Ostatnie kilkanaście miesięcy przyniosło sporo zmian na stanowiskach prezesów wielkich światowych spółek giełdowych. W sierpniu ubiegłego roku w atmosferze skandalu ze stanowiska szefa Hawletta-Packarda odszedł ceniony przez inwestorów Mark Hurd. We wrześniu 2010 roku pod naciskiem inwestorów zmienił się prezes Nokii. Olliego-Pekką Kallasvuo zastąpił Stephen Elop. Przed miesiącem stery w Apple'u z rąk Steve'a Jobsa przejął Tim Cook. W ubiegłym tygodniu doszło do kolejnej zmiany szefa w HP: Leo Apothekera – następcę Hurda – zastąpiła Meg Whitman, była prezes eBaya. W sobotę okazało się, że ze stanowiska zrezygnował Oswald Gruebel, prezes szwajcarskiego banku UBS.

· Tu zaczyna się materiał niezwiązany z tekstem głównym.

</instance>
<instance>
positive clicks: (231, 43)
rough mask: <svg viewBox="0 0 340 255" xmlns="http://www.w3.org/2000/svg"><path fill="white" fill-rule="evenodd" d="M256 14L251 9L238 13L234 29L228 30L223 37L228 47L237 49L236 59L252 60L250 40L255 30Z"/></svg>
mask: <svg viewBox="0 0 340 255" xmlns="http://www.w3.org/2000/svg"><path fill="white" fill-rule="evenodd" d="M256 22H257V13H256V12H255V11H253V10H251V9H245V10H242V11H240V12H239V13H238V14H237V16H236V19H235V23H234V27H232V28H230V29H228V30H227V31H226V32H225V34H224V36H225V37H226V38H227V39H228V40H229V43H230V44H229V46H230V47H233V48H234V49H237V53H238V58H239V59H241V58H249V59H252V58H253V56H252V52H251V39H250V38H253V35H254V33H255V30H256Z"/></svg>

Zmiany szefów wielkich firm zawsze interesują rynek. Odejście Jobsa było spodziewane i Apple przygotowywał do niego rynek przez kilka miesięcy, sygnalizując też, kto będzie następcą. W efekcie zmiana nie była wstrząsem. Wymuszona przez inwestorów wymiana prezesa Nokii początkowo przyniosła nadzieję, ale gdy nowy prezes ogłosił strategię, rynek zwątpił, czy nowa droga jest dobra. Mimo krytyki Stephen Elop krok po kroku realizuje to, co zapowiedział w lutym 2011 roku, czyli przybliża fińską firmę do wprowadzenia na rynek smartfonów z systemem operacyjnym Windows Phone.
W HP ostatnie zmiany prezesów związane są z wydarzeniami nadzwyczajnymi. Hurd musiał odejść, bo w życiu prywatnym naruszył wewnętrzny kodeks firmy. Odwołanie Apothekera jest związane z fatalną oceną przez rynek nowej, ogłoszonej w sierpniu, strategii firmy. Powołanie Whitman to działanie ryzykowne i w związku z narastającym kryzysem zaufania do firmy przeprowadzone w błyskawicznym tempie.
Uwielbiający wszelkie statystyki Amerykanie zwracają też uwagę, że w ciągu prawie sześciu lat HP ma już czwartego prezesa i trzeciego w ciągu niespełna 14 miesięcy.
Zmiany szefa UBS – od 2007 roku bank miał ich czterech – można było oczekiwać po tym, gdy wyszło na jaw, że w wyniku ryzykownych transakcji działu bankowości inwestycyjnej bank stracił 2,3 mld dolarów. W dość zgodnej ocenie analityków Gruebel, obejmując w 2009 roku stanowisko i wdrażając program naprawczy, uratował bank przed upadkiem. I dlatego jego odejście jest stratą dla banku.